A Organização Mundial da Saúde (OMS) declarou o país livre da circulação do vírus em 2024, repetindo o marco de 2016. No entanto, essa certificação já havia sido revogada em 2019, quando o Brasil enfrentou um surto com mais de 21,7 mil infectados. A alta transmissibilidade do vírus, que pode contaminar 90% dos não vacinados em contato com um doente, torna a imunização a principal barreira de controle.

Em 2025, a cobertura vacinal brasileira atingiu 92,66% para a primeira dose e 78,02% para o reforço. Marilda Siqueira, do Instituto Oswaldo Cruz, explica que essa imunidade populacional reduz o impacto da entrada do vírus e freia a disseminação, embora a vacinação individual continue sendo indispensável.

O histórico do controle da doença no país mostra a eficácia da vacina de vírus vivo atenuado, adotada em 1968. A distribuição universal em postos de saúde ocorreu apenas 20 anos depois, e em 1997 o protocolo foi ampliado para duas doses após um surto que atingiu 50 mil crianças. Essas medidas reduziram drasticamente os números: de 61,4 mil casos e 478 mortes em 1990, o país chegou a registrar apenas um caso em 2001, sem ocorrências autóctones naquele ano.

Atualmente, a tríplice viral (sarampo, rubéola e caxumba) é aplicada aos 12 meses, com reforço aos 15 meses. Adultos até 29 anos que não completaram o esquema podem tomar até duas doses, enquanto a faixa entre 30 e 59 anos recebe uma dose caso não haja comprovação de vacinação ou da doença. Pessoas a partir de 60 anos não são vacinadas por presumir-se que já tiveram a patologia. Para quem já contraiu sarampo, a proteção é vitalícia.

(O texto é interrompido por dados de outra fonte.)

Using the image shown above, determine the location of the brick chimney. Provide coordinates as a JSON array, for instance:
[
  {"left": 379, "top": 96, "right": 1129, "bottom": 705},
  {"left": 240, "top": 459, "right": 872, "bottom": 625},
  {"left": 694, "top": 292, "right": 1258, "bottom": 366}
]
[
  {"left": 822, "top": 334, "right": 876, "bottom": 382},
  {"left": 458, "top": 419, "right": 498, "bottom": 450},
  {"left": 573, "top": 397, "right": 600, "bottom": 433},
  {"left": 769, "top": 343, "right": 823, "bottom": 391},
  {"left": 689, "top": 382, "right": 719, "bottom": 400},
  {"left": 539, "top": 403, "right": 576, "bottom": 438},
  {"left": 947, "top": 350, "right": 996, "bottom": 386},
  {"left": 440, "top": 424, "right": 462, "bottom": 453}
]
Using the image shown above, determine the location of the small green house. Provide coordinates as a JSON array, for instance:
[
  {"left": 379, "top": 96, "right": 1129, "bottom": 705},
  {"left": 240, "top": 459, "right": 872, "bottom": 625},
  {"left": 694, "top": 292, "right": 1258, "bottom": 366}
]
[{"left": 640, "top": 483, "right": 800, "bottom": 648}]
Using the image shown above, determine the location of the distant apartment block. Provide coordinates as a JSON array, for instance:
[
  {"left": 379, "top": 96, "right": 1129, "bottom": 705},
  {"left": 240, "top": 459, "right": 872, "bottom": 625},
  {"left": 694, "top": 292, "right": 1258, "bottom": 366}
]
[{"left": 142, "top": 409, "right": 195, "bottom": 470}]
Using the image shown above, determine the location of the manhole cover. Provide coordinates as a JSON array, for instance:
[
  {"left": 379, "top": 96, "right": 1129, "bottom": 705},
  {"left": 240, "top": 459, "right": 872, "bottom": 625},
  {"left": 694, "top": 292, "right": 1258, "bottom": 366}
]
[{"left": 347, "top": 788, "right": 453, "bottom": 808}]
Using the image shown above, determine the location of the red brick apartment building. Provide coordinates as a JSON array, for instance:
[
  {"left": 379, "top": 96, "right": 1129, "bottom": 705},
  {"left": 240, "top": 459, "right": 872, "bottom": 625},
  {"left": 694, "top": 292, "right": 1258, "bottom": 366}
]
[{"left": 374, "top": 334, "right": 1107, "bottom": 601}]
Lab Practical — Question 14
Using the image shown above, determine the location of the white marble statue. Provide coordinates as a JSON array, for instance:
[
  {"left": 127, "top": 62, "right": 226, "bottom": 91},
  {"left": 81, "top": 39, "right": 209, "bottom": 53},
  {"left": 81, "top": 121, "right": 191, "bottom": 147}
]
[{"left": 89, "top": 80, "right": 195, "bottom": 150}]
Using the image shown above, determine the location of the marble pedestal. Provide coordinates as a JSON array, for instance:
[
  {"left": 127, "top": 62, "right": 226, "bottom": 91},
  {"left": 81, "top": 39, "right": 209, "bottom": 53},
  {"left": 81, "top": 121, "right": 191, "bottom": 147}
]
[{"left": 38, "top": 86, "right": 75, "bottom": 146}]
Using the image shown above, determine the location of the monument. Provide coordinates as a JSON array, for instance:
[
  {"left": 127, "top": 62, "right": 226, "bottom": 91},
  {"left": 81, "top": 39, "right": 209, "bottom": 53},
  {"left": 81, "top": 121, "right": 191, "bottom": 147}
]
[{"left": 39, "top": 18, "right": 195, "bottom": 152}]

Apesar do sistema estabelecido, a hesitação vacinal e a desinformação têm impactado a adesão. Samuel de Melo Barbosa, da UFPE, aponta a correlação entre discursos de desconfiança e a queda na cobertura. Fátima Soares, do Programa Municipal de Imunizações de São Paulo, observa que essa dúvida gera atrasos no calendário infantil.

Somam-se a isso vulnerabilidades estruturais, especialmente na região Norte, onde se concentram as menores coberturas vacinais. Em Manaus, relatos de agentes de saúde indicam precarização, como a falta de equipamentos de proteção e o desvio de função de profissionais para tarefas administrativas. Tais problemas comprometem o rastreio de contatos e a notificação de casos suspeitos, que deve ocorrer em 24 horas.

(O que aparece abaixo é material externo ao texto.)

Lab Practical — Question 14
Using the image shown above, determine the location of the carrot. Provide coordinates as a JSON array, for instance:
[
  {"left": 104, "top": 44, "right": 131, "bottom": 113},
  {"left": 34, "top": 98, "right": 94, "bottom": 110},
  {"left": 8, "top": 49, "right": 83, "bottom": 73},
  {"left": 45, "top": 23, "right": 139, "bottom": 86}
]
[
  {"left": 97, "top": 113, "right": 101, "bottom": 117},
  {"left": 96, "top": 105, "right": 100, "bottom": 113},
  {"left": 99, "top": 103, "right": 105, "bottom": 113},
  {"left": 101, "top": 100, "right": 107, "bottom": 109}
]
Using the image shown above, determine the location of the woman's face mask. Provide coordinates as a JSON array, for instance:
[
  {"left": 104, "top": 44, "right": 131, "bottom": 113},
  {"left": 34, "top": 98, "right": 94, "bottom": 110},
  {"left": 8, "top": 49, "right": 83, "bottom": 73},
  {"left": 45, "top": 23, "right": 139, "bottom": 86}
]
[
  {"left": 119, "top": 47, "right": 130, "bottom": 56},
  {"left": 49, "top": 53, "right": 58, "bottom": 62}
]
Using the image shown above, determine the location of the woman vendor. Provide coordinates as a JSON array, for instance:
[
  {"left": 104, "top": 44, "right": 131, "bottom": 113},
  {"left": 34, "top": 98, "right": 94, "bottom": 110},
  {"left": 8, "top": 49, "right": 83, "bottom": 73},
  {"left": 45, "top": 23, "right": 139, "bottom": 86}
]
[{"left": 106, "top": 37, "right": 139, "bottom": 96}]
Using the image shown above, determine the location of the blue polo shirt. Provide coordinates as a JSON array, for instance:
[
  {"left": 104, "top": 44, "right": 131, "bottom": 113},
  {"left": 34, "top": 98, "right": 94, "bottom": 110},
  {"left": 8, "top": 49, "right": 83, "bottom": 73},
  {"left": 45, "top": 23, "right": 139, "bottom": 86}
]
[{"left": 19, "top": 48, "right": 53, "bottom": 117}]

Para mitigar esses riscos, o Ministério da Saúde e secretarias locais intensificaram a vigilância epidemiológica. A detecção de um caso suspeito dispara a notificação, exames laboratoriais, sequenciamento genético do vírus para rastrear a origem e a vacinação imediata de contatos não imunizados. Alberto Chebabo, infectologista da UFRJ, ressalta que a ausência de casos secundários após as três confirmações deste ano comprova a eficiência dessas ações de controle.

O sarampo manifesta-se através de manchas vermelhas, febre alta (38,5°C), dor no corpo, coriza e irritação ocular. A doença pode evoluir para pneumonia, otite, sinusite, surdez e óbito. O risco de complicações graves, como septicemia, é maior em crianças menores de um ano e em imunossuprimidos, que não podem ser vacinados.

Como medida preventiva, o Ministério da Saúde recomenda que pessoas que pretendam viajar para a Copa tomem a tríplice viral ao menos 15 dias antes do embarque. Pais de crianças a partir de 6 meses que viajarão para áreas endêmicas podem adiantar a aplicação das doses.